Nous avons entamé des recherches de financement qui, nous espérons, vont nous permettre à la fois d’accélérer notre rythme de croissance, d’améliorer notre offre et de répondre à la demande croissante des utilisateurs. Nous envisageons également de nouer des partenariats avec des entreprises de téléphonie afin de profiter de leurs canaux de distribution. Cela dit, pour atteindre nos objectifs, nous avons besoin de mobiliser les fonds nécessaires afin de répondre à la demande.
FA: comment se passe votre entrée sur le marché et quelles sont vos cibles prioritaires? quel est le retour?
En Guinée, nous avons un bon feed-back de nos utilisateurs.

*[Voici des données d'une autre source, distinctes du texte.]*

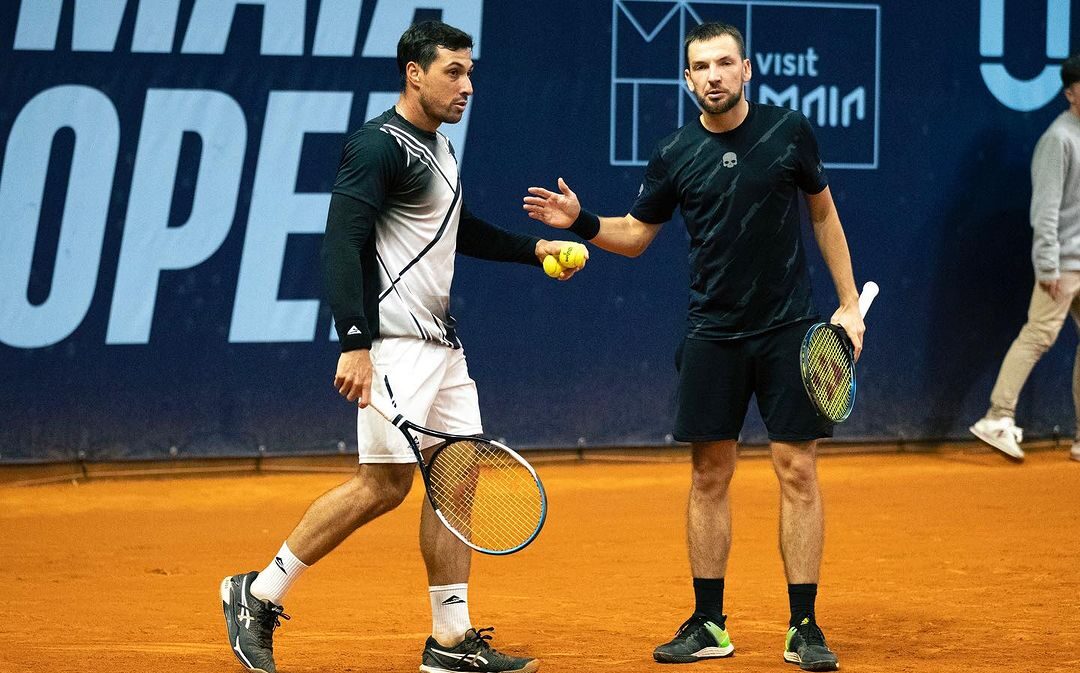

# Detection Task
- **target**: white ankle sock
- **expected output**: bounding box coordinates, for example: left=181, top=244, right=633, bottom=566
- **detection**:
left=252, top=542, right=308, bottom=605
left=428, top=583, right=472, bottom=647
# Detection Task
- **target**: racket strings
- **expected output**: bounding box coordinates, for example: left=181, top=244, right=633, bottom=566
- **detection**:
left=428, top=440, right=543, bottom=551
left=805, top=328, right=854, bottom=420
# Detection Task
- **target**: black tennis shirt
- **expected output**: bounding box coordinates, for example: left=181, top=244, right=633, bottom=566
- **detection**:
left=631, top=103, right=828, bottom=339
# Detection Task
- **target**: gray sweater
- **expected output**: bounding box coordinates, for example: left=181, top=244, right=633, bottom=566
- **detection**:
left=1031, top=110, right=1080, bottom=281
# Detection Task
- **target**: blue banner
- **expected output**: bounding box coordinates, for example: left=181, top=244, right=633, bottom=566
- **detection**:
left=0, top=0, right=1080, bottom=460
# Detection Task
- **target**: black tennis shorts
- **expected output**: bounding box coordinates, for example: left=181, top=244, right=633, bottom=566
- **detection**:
left=674, top=321, right=833, bottom=442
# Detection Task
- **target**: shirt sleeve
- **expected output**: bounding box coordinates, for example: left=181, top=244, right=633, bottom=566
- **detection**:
left=630, top=147, right=678, bottom=225
left=457, top=201, right=540, bottom=267
left=333, top=127, right=403, bottom=210
left=795, top=113, right=828, bottom=194
left=1031, top=133, right=1066, bottom=281
left=322, top=193, right=379, bottom=352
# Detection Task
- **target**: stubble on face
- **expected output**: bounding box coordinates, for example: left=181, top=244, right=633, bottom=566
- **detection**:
left=693, top=86, right=743, bottom=115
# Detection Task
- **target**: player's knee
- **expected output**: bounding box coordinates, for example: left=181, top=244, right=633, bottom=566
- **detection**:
left=690, top=460, right=734, bottom=496
left=777, top=456, right=818, bottom=500
left=380, top=466, right=413, bottom=511
left=350, top=465, right=415, bottom=515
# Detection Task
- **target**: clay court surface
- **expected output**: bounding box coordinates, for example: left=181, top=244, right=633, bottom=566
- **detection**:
left=0, top=449, right=1080, bottom=673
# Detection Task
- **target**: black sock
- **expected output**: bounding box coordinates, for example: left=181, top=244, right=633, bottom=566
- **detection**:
left=787, top=584, right=818, bottom=627
left=693, top=577, right=724, bottom=629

Il y a beaucoup de demande et surtout, ils sont satisfaits de notre service après-vente. Il faut rappeler qu’en Guinée nos smartphones sont assurés; la banque Société Générale qui est notre partenaire dans ce projet participe quant à elle à la distribution de notre smartphone et met notamment à la disposition de ses clients nos téléphones à crédit sans intérêt, remboursable sur six (6) mois.
FA: sur le plan technique, quels sont vos partenariats, notamment pour la fourniture du matériel de conception (microprocesseurs, batteries, etc…) logiciels et système d’exploitation?
Nous travaillons évidemment avec plusieurs partenaires, notamment l’usine d’assemblage, en étroite collaboration avec nos ingénieurs, designers, développeurs, bref toute une équipe technique. Nous développons nos propres applications. Nous voulons faire de Kunfabo une plateforme où les jeunes innovateurs Africains pourront s’exprimer à travers leurs talents et collaborer sur un projet africain par des Africains avec une envergure continentale et éventuellement internationale. C’est dans cette perspective que nous collaborons également avec une startup camerounaise qui a développé l’application de messagerie Africaine et de paiement mobile “Dikalo” disponible sur notre smartphone. Nous sommes toujours à la recherche de nouvelles startups africaines capables d’apporter leur expertise au projet afin que nous puissions tous nous développer en chaine. Pour le système d’exploitation, c’est l’incontournable système Android qui équipe nos smartphones. Dans un avenir proche, nous envisageons de développer notre propre système d’exploitation.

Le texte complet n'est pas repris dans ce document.